In a previous posts I looked into using Single instruction, multiple data, SIMD to find the `Median`

value in a sample integers.

The definition of median in case of

an odd sample size, find 'middle' element of the ordered samples.

an even sample size, find the 2 elements in the middle of an ordered sample size, and calculate the average of those.

I have recently came across a blog post from Andrey Akinshin proposing to benefits of using Hodges-Lehmann location estimator to calculate a pseudo median.

The Hodges-Lehmann estimator uses Walsh (pairwise) averages as the base of the median. In this blog post I will investigate creating pairwise averages of an array of positive integers.

## Walsh averages

Pairwise averages are averages calculated from each pair in a set, including a pair matched with itself. In case a set contains {1, 2, 3} the pairs would be {{1,1}, {1,2}, {1,3}, {2,2}, {2,3}, {3,3}} which results the following averages: {1, 1.5, 2, 2, 2.5, 3}. In the case I am solving, the input integers are *large enough*, so that the fractional parts of results are negligible.

There are 3 approaches detailed in this post: a traditional non-SIMD solution and two SIMD solutions.

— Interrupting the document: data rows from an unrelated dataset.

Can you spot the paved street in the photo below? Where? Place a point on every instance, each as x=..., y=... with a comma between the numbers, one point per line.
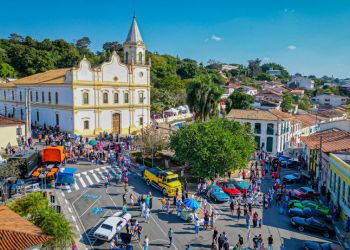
x=92, y=202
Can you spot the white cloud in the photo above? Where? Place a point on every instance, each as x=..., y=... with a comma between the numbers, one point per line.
x=216, y=38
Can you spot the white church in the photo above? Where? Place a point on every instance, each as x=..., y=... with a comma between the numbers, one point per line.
x=114, y=97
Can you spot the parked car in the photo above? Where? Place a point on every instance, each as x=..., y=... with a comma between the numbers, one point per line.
x=309, y=212
x=216, y=194
x=289, y=163
x=111, y=226
x=314, y=225
x=240, y=184
x=313, y=245
x=294, y=178
x=313, y=205
x=229, y=188
x=303, y=193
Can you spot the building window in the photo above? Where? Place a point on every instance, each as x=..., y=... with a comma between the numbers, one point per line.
x=85, y=98
x=86, y=125
x=141, y=98
x=105, y=98
x=269, y=144
x=140, y=57
x=116, y=98
x=269, y=130
x=141, y=120
x=126, y=57
x=257, y=141
x=343, y=192
x=349, y=196
x=56, y=98
x=257, y=128
x=126, y=97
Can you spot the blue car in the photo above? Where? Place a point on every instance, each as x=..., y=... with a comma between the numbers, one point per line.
x=216, y=194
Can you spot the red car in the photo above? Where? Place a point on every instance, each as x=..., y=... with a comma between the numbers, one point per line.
x=228, y=188
x=303, y=193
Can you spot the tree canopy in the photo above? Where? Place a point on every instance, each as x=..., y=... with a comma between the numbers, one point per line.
x=238, y=100
x=216, y=146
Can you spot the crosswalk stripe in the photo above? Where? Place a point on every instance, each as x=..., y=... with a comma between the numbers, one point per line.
x=82, y=182
x=113, y=171
x=76, y=185
x=95, y=176
x=89, y=180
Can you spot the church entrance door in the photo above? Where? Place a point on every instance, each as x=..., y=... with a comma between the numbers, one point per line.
x=116, y=123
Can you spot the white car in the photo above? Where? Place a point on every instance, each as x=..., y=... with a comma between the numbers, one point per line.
x=111, y=226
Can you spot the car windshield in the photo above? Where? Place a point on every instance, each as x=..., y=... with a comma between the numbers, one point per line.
x=106, y=226
x=172, y=179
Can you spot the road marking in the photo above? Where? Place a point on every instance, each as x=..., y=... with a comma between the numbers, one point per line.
x=67, y=187
x=89, y=207
x=89, y=180
x=76, y=185
x=82, y=182
x=113, y=171
x=95, y=176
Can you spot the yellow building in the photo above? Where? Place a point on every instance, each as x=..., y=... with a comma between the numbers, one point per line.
x=339, y=181
x=10, y=131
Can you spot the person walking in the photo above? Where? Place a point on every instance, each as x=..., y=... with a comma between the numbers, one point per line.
x=170, y=236
x=196, y=226
x=146, y=243
x=270, y=242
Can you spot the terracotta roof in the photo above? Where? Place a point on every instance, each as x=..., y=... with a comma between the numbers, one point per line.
x=297, y=91
x=18, y=233
x=307, y=120
x=5, y=121
x=271, y=115
x=281, y=115
x=49, y=77
x=333, y=140
x=331, y=113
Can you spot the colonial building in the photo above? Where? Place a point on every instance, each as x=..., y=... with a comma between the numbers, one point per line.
x=114, y=97
x=272, y=129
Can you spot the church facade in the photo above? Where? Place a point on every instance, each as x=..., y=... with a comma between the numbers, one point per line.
x=114, y=97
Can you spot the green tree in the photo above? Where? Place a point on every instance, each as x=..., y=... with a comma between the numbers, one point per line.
x=287, y=102
x=203, y=97
x=6, y=70
x=238, y=100
x=36, y=208
x=216, y=146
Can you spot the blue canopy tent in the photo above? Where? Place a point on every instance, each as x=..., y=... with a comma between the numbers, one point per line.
x=66, y=176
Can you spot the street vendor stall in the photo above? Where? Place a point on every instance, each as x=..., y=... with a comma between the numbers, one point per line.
x=188, y=209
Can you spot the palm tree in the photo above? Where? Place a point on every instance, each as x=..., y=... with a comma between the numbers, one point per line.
x=203, y=97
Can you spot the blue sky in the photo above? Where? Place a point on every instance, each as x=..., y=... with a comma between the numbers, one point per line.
x=306, y=36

The following regular approach uses two `for`

loops. The outer loop iterates over the input and takes the current element. An inner loop iterates over the remaining part of the array (including the current element). It calculates the average of the current item of the outer loop and the item indexed by the inner loop.

The input data is read from the `_source`

field and the results are written to the `_destination`

field. As the destination field is larger than required a `ReadOnlyMemory<int>`

is returned which refers to the segment of the `_destination`

containing the results.

[Benchmark] public ReadOnlyMemory<int> RegularSum() { int destIndex = 0; for (int i = 0; i < _source.Length; i++) { var current = _source[i]; for (int j = i; j < _source.Length; j++) _destination[destIndex++] = (current + _source[j]) / 2; } return _destination.AsMemory(0, Length * (Length + 1) / 2); }

The second approach uses SIMD. The idea is similar to the previous approach. The outer loop iterates over the input `_source`

field. A vector is created from each element, `vCurrent`

. All elements of this vector is set to the same value, `_source[i]`

. Then an inner loop iterates over the remaining portion of the input array in step sizes matching the vector's length. The average is calculated with the division replaced by a right shift operation. Each element of the vector is right shifted with one bit. The results are written to the `_destination`

field. Finally, the loop needs to calculate the `destIndex`

variable, which points to the end of the written data in the `_destination`

field. This is required because the `_source`

array's length may not be a multiple of the `Vector<int>.Count`

. While the very last iteration of the inner loop still process `Vector<int>.Count`

number of items (LoadUnsafe, StoreUnsafe loads/stores data), the index of valid data can be only be bumped by the number of elements remaining in `_source`

. For example, if the inner loop iterates 8 items at a time, but only 3 items left in `_source`

, we shall only bump the `destIndex`

by 3, as the remaining items written is garbage.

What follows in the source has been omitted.